The connection between ARRI and the United States extends back for most of the company’s history. Robert Richter, one of ARRI’s founding fathers, went to Hollywood to learn about the American film business as early as 1925, only a few years after starting the business. In 1978, ARRI opened its first subsidiary outside of Germany in Los Angeles. Ever since, the United States has been a major outpost for ARRI products and services and has remained instrumental in fostering the brand worldwide.

The logistics behind any film production are always demanding, and the wish to film over sacred Navajo land brought with it additional challenges. In the end, the team was granted approval and had the rare opportunity to interact with the locals whose families have lived in the region for many generations. The filmmakers also sought out opportunities to film a variety of subjects while on location. They were allowed to film a rodeo and were invited to a Native American tribal ceremony. Olszewski recalls, “We filmed various sequences which we were not necessarily intended for the final picture. We filmed some of these with very little light and everything in the raw in order to find out just what the Mini was capable of—these images look amazing.”

The weather also played an adversarial role at times during the 11 days of filming. “The wind conditions were horrible at first and we had to wait a few days to shoot, which cost the project time and money,” comments Mirko Prohaska, executive producer of the project. In the end, however, all the loose ends came together, and the team had a beautiful day as a backdrop. “On the day of the stunt, the entire Monument Valley was covered in fog; the mood of the moment was absolutely unique. We started before dawn and the atmosphere was one of a kind,” remembers Olszewski. 

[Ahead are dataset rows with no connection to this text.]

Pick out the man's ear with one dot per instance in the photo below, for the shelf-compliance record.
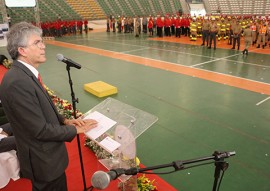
(21, 51)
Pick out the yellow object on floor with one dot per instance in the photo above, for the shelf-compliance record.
(100, 89)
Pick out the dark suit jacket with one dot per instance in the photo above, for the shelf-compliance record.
(37, 126)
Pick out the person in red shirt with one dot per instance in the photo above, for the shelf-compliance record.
(79, 25)
(178, 27)
(150, 26)
(167, 27)
(173, 25)
(85, 23)
(160, 25)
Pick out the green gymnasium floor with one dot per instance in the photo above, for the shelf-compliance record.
(196, 116)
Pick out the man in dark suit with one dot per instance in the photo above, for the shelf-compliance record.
(7, 140)
(40, 131)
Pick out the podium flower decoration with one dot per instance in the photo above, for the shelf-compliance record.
(63, 106)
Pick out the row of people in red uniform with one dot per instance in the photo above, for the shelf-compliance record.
(58, 28)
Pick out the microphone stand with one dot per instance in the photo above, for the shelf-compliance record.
(220, 164)
(74, 101)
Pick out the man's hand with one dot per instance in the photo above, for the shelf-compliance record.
(81, 124)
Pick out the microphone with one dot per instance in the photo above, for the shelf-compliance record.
(220, 155)
(68, 61)
(101, 180)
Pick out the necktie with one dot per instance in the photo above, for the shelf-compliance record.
(40, 80)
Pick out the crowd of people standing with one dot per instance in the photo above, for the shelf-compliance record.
(210, 29)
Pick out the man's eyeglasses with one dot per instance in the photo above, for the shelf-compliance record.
(39, 44)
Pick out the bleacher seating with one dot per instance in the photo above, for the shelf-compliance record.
(139, 7)
(237, 7)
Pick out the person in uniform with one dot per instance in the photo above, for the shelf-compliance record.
(213, 32)
(247, 34)
(236, 34)
(262, 33)
(205, 31)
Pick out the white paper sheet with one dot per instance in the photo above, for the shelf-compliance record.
(109, 144)
(104, 124)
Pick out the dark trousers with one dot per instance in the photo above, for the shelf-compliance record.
(205, 34)
(159, 31)
(59, 184)
(236, 39)
(213, 37)
(178, 32)
(7, 143)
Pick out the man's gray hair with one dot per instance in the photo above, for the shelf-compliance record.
(18, 36)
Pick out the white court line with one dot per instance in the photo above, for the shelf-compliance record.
(144, 47)
(135, 50)
(202, 63)
(263, 101)
(165, 62)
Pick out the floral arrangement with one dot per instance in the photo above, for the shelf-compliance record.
(65, 108)
(144, 184)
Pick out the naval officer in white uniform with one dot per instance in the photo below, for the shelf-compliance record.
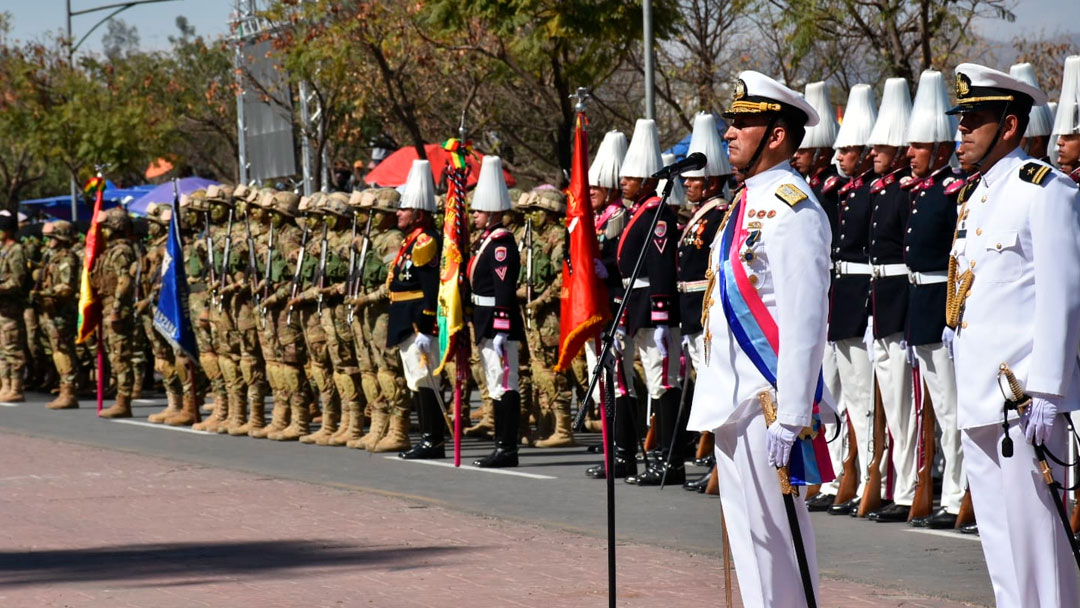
(782, 247)
(1014, 298)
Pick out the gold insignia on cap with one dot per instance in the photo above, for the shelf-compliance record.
(791, 194)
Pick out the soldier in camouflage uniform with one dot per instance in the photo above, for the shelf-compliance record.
(382, 376)
(111, 281)
(55, 297)
(545, 207)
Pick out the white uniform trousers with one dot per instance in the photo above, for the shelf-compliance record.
(500, 373)
(661, 370)
(894, 379)
(419, 364)
(837, 447)
(758, 530)
(623, 368)
(1024, 542)
(856, 399)
(935, 367)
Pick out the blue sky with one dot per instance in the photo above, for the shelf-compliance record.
(34, 18)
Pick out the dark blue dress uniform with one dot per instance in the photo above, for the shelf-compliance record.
(693, 247)
(927, 245)
(849, 301)
(888, 228)
(493, 275)
(656, 304)
(414, 287)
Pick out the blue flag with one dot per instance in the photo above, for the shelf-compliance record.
(171, 316)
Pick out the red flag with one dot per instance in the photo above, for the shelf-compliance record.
(584, 298)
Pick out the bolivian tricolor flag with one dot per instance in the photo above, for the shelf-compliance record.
(90, 307)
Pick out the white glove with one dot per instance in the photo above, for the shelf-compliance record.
(779, 440)
(947, 335)
(500, 345)
(599, 269)
(661, 334)
(1038, 419)
(423, 341)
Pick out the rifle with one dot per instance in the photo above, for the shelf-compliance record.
(528, 271)
(356, 274)
(210, 259)
(266, 280)
(321, 272)
(296, 274)
(225, 261)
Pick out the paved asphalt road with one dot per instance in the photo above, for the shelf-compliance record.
(548, 489)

Once in the air, the breathtaking scenery could be captured by both the ALEXA LF, and the ALEXA Mini. The two cameras brought their own unique advantages to the project. Director of Photography Felix Reichert comments, “The new ALEXA LF with its incredible large sensor gave us the opportunity to approach the American landscape in the most cinematic way we could imagine. The Signature Primes lenses with their beautiful colors and naturalistic skin tones completed this extraordinary setup. While cameraman Valentin Rapp remembers, “The ALEXA Mini, being lightweight and agile, was a great solution for the balloons, where every pound counts.” The Mini, complete with cameraman, was even lowered outside the baskets for various takes. 

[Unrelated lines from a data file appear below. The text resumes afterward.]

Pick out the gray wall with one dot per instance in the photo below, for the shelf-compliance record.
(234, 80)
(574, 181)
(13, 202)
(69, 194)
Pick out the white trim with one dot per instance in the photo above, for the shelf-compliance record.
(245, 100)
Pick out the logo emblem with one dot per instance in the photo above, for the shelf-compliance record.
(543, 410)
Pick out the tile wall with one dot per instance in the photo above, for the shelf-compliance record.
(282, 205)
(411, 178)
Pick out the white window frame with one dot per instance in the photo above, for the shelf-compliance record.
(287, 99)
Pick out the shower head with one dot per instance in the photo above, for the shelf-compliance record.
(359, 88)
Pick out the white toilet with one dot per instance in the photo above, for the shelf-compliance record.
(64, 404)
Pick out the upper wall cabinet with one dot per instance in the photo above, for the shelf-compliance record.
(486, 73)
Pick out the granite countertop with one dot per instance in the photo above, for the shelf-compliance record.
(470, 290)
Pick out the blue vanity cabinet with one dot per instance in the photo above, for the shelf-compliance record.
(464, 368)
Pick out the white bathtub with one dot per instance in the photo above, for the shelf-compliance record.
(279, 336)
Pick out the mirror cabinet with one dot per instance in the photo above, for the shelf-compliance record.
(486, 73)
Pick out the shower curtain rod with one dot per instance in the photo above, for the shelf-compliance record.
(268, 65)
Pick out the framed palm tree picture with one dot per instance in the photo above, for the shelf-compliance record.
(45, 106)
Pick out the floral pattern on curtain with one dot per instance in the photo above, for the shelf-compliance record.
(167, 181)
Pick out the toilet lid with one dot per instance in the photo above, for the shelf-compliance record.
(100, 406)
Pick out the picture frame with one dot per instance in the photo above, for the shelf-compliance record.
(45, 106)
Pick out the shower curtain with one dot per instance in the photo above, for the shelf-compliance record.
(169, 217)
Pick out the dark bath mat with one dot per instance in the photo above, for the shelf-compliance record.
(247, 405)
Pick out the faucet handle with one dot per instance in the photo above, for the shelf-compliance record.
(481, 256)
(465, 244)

After months of planning and preparation, the team of One Inch Dreams was able to claim another successfully completed project. Slackliner Niklas Winter managed to cross the 10 meters of line and complete the stunt at 400 meters before making an attempt at 1400 meters above Monument Valley, which would have been a new world record. Winter wrote an account of his experience, wrapping up his account with these words: “Unforgettable and beyond compare with any previous undertaking. Definitely one of the most special days of my life.”

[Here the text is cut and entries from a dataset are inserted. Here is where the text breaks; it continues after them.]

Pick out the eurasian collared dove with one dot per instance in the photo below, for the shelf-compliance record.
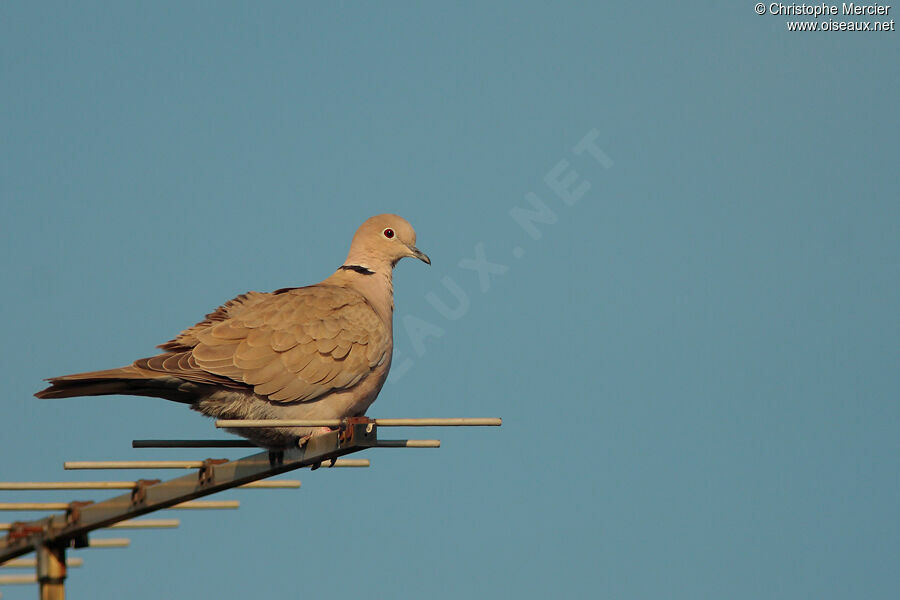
(316, 352)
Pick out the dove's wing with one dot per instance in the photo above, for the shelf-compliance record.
(292, 345)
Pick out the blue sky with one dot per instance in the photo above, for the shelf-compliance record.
(696, 361)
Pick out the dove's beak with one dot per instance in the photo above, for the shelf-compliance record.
(419, 254)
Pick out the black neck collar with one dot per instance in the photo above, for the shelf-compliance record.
(357, 268)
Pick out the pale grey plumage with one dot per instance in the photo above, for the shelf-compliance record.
(322, 351)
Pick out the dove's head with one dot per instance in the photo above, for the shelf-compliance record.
(384, 240)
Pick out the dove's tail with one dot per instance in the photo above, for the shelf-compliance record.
(129, 380)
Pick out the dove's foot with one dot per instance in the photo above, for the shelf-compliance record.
(303, 441)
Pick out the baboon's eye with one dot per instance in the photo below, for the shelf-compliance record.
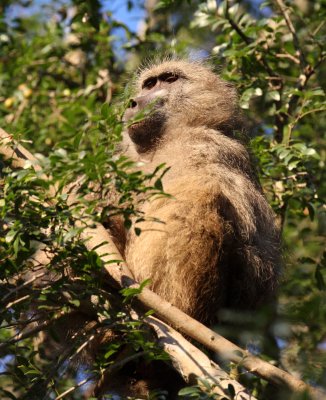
(149, 83)
(168, 77)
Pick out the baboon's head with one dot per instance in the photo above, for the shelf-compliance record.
(179, 93)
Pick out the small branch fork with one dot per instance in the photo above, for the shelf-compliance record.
(98, 239)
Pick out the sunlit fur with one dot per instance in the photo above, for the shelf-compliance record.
(217, 244)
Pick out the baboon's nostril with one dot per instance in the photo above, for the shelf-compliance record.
(132, 103)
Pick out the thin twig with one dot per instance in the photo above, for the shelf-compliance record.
(296, 42)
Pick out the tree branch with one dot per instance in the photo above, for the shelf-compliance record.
(98, 239)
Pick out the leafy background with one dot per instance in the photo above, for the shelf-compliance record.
(63, 71)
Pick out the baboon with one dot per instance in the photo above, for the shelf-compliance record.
(217, 244)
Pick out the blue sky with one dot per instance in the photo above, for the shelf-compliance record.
(117, 7)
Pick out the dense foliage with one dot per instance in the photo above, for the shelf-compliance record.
(63, 67)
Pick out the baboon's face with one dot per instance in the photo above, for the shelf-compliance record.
(147, 111)
(178, 94)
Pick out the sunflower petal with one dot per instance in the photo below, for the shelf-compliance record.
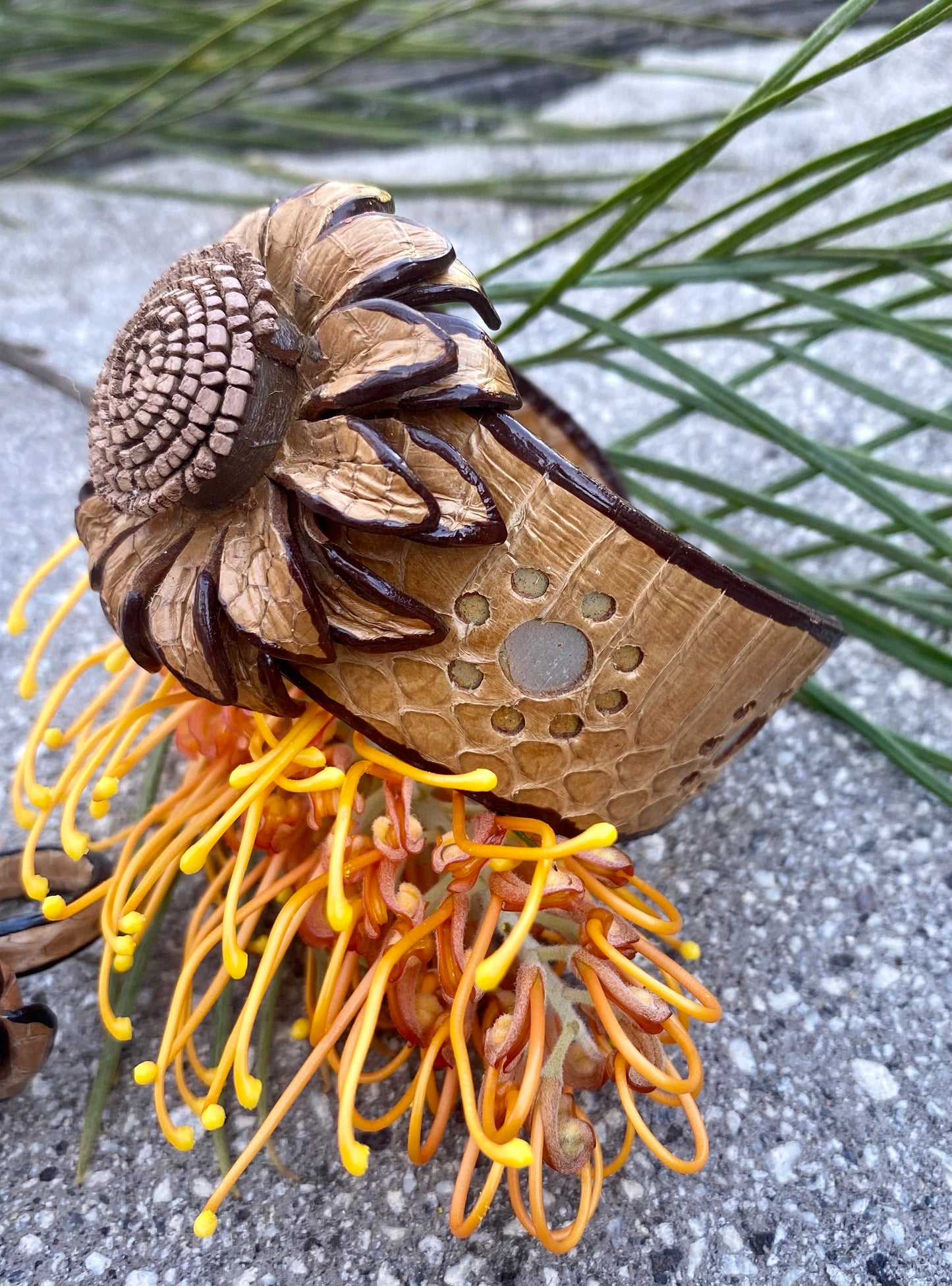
(363, 610)
(130, 571)
(482, 378)
(295, 221)
(263, 586)
(376, 351)
(186, 620)
(467, 512)
(347, 471)
(455, 285)
(364, 258)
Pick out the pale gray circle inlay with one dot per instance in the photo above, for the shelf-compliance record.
(542, 657)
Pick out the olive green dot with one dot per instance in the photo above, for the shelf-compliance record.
(472, 609)
(598, 607)
(509, 721)
(464, 674)
(628, 657)
(565, 725)
(529, 582)
(611, 701)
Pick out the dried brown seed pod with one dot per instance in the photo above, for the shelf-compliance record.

Back on the ground, the team was busy creating footage for the short film as well as for the making-of feature. The ALEXA LF was the main camera for the short film, which tells a narrative about an elderly local whose home is rapidly changing around him. In addition, SkyPanels were often used on the ground and proved to be quite helpful for the production. DP Felix Reichert recalls, “By using the lightweight but ultra-bright ARRI SkyPanels, we were able to shoot a cinematic short film in the middle of nowhere with equipment that fit in just one car!“ 

The team from One Inch Dreams, together with ARRI Media, is now busy editing and grading the material in Munich on mLogics’ lightning fast mSpeed RAIDs which were also used for the DIT on location. In order to keep all the precious footage safe, they trusted Archiwares’ P5 software suite during the entire production.